The wording is a bit stuffy, but it works: Each person is under a delusion that they are done, they have completely -- or nearly completely -- figured out life. Or politics. Or religion.
Do you know people who are pretty naked about this? They are the gross examples -- the blowhards, the arrogant, the just-listen-to-me-and-you'll-have-a-clue goofballs.
In politics they are easy to spot: commentators whose favorite word is "moron", and whose favorite sport is condescension.
In religion they are a little subtler: clergy and lay writers of all stripes, who feign compassion for the great unwashed who "just aren't there yet." When religious people are unsubtle, you will just be declared Hell-bound and dismissed.
You and me, we're not them. Yet, sadly, we don't get to project this condition off of ourselves so easily. The enemy of realization, of understanding, is not ignorance. It is not lack of learning. The enemy of understanding is certainty.
It is easier to see this certainty in ourselves when we look in our past. For instance, I would like here and now to apologize to anyone I ever talked to when I was 19 years old. Although I didn't go around saying it, I was quite insightful, if you please. And if I could just tell you what is True about the world, you'd be much happier, let me tell you.
It reminds me of a line from an old Seal song, Don't Cry, about younger days:
"...we were older then, and we lived a life without any doubt."
The challenge for many of us is to grow out of that certainty. Out of our assumption that knowing about stuff -- how the world works, God, global politics, love -- is of any real value.
The illusion is that certainty is a sign of smartness. Really, the opposite is true.
At a men's spirituality group I attended for a few months, there was a bright guy who was easy-going and humble about his own thoughts and ideas. But when he would launch into concepts he learned reading philosopher Ken Wilbur, he would drop into this certainty zone, into this mode of instructing us in What Is True -- almost scolding us. (I never heard too much, because I stopped listening when he got that way.)
Deceived by a sense of finality. If the ways of the world and the things of the spirit look the same to me as they did 20 years ago, I am trapped in certainty.
And no, it's not that everything is fluid and unknowable and relative, either. But what I realized is that it is, literally, impossible to learn anything about a subject when you are certain about it. The internal "sense of finality" is a sign of presumption of complete understanding.

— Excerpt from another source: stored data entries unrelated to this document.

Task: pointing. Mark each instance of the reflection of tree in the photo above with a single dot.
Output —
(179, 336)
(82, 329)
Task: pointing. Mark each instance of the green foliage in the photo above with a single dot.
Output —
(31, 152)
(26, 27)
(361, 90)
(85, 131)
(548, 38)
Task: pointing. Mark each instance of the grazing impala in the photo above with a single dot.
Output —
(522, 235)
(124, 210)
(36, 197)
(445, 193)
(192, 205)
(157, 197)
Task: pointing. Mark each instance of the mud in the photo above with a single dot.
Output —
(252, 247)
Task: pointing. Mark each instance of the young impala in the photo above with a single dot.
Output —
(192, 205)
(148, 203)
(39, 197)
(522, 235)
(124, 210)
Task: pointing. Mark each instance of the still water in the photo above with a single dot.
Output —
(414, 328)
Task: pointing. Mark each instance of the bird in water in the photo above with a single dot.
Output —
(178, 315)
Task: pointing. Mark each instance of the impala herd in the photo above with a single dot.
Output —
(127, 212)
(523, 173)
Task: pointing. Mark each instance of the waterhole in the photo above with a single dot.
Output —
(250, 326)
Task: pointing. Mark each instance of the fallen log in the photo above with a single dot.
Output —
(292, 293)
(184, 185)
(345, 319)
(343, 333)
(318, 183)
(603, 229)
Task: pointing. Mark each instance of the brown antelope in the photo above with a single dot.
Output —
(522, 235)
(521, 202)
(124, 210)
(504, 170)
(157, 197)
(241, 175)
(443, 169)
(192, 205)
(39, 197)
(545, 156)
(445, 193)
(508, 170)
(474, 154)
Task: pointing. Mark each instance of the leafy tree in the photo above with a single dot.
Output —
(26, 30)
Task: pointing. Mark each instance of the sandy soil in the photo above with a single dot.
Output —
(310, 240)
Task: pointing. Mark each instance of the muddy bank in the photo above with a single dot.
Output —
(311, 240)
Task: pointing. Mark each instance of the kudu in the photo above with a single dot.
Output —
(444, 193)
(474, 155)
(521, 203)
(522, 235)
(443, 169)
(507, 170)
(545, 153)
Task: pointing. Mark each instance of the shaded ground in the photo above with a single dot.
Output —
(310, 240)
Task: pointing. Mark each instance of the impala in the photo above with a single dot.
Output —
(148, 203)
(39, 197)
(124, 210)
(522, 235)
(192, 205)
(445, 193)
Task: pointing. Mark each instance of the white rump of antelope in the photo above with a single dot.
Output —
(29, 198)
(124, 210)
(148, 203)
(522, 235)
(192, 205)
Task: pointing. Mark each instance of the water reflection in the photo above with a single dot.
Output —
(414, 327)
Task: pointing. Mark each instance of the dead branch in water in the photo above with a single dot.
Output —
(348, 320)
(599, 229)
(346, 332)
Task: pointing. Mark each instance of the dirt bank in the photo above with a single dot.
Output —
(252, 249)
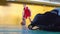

Me, I'd rather listen to you tell me your tentative, half-baked, incomplete notion of how romantic relationships work. Or explore with you different ideas of the nature of God, without either of us trying to "win" a Truth battle. I'd rather hear from someone who is willing to look foolish, and risk saying an unexpressed thought.
And yes, maybe when you do that, you wind up metaphorically doing a face plant into the mud.
Then, though, then tell me what you see, when you raise your head and look up from the ground with the new eyes of experience.